Monday, July 11, 2016

I'm Back!

Happy Eid everyone!

The best thing about Eid in Malaysia is that it's never too late to say that, it spans a whole month for all we know. My experience with Eid abroad was somewhat different, it usually lasts to a week max. It goes to show that how Malaysians love celebration so much.

I had just arrived in KL from my hometown yesterday. I'm not really a family person, so it's really hard for me to say whether I had a lovely time at home or not. To be honest, given the chance, I would be fine celebrating Eid anywhere else really. But as all festivals and celebration go, family gatherings are somewhat customary.

I will also be starting my new job today, which I have been looking forward in a few weeks now. I hadn't been updating much (obviously), but this will be my second job. I quit my first job because I couldn't stand my boss, who is a fool. I thought I could brush that off and focused on what I do, but lets be real, who can stand a fool? It's too much drama to go into about it now so I would just let that period of my life past. But I was good at my job, within two weeks of working I was already been promoted and received a raise. While the money and position was good, it wasn't enough to make me compromise my intelligence and patience.
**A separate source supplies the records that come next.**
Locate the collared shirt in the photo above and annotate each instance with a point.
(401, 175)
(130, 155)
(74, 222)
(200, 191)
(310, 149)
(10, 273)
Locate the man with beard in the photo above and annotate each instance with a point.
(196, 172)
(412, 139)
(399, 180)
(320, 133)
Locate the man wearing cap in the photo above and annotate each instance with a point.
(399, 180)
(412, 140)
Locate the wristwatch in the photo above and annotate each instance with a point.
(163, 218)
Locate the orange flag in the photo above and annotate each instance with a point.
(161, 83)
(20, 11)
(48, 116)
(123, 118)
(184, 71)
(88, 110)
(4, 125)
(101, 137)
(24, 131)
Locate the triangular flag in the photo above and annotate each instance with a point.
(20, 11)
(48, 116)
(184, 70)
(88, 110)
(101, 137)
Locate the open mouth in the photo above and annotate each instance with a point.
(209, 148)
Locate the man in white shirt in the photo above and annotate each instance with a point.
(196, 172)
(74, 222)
That might explain why I was on a hiatus for a while. Adapting to working life took a lot of my time. Suddenly you are reliable for every single minute details of your life - no more parents supporting you, no more student loan to feed your wanderlust, no more free time to waste on binge watching and sleeping. It was really a phase that I had to carefully manage, for if I don't quickly grow into it, I'll be drowned and overwhelm with all these new responsibilities. And they say going to uni make you learn about independence, try working a full time job, uni life seems like a honeymoon then.

I was also adamant that I would always be myself when I entered the workforce, which translates to me being out and proud of my sexuality. I wasn't really surprised to see that in the workplace homophobia, sexism and racism were still very much apparent. You get guys making stupid comments about girls, Malays talking trash about foreigners, and closed minded people warned you of the dangers of the gays. Hah, they better be because gurll I slayyyyyyy!

With all that being said though, there are also a lot of people who are open and accepting. Needless to say I made great friends with these people and glad that I was given the chance to work with them. To put this in a bigger picture, you have people who are for and against the idea of equality, tolerance and acceptance. Don't be discouraged if you find that you're surrounded with the conservatives because liberals do exist, and there are a lot of us too. This is important to show that eventhough Malaysia is still lacking in the progress of LGBT rights, that doesn't mean there is NO progress at all. We still have a lot to do, to educate the people about equality, and to ensure that we can exist in the same manner as other human beings without being discriminated.

Moving forward, I will be writing here again (yeay!). To be fair, I couldn't write much previously because I was exhausted with my job as a writer. So I had focused most of my writings for my job and mentally it's exhausting to have different projects in one go. But I'm planning to work on various things, it's just the adapting period again. So today in the spirit of starting a new job, also as a writer and editor, I will try to put some times in this blog as well, documenting the life of a gay man in Malaysia, personal stories and thoughts, as well as connecting with the LGBTQ+ community here.

I will see you lots shortly then yeah :)

Saturday, January 2, 2016

Bring It On

How has it been guys? Sorry for the lack of posts these past few weeks, I had been busy with settling back home and looking for something new to do (then I have something to blog about).

It's been 2 weeks now that I am home, everything is...fine, or so it seems. The air is warm, the food is great, and the people is tolerable, almost. To complain and criticise will only push me to despair, and so I choose to cherish and look forward to a more exciting journey I can carved here at home.

Since 2016 just started, the spirit of being the 'new me' can never be more fitting.

I can feel that this year is going to be amazing, like it's in my bone. But for a start, I have to secure a job. So far, I haven't done any serious application. I do sure take my time to plan my career, and I got my eyes on a few companies now, which I will start to send out my resumes soon.

As for relationship, I hope this year I can be in one that is healthy and matured, full of love and honesty, and all the cheesy things that couples do. I want to be able to say, "what a fucking romantic guy my boyfriend is," or anything similar to that.

Though in all honesty, I can sense that I'll be getting back with my ex. I somehow missed him very much, and I'm open for that possibility. We had been texting, and are planning to meet soon. It would be complicated (such irony for hoping a healthy one), since he's in the closet (or fundamentally straight actually) and that for the past 6 years after we broke up, our relationship is nothing but physical. Friends with benefits, more appropriately, so to redefine that would be a bit difficult.

But we'll see. Life is a journey, and not all colours are rainbows. So a few thorns on the bed of roses are understandably normal, and realistic.

So yeah, looking forward for a hell of a new year. Let's dive into it together head strong, and never live a day with regrets!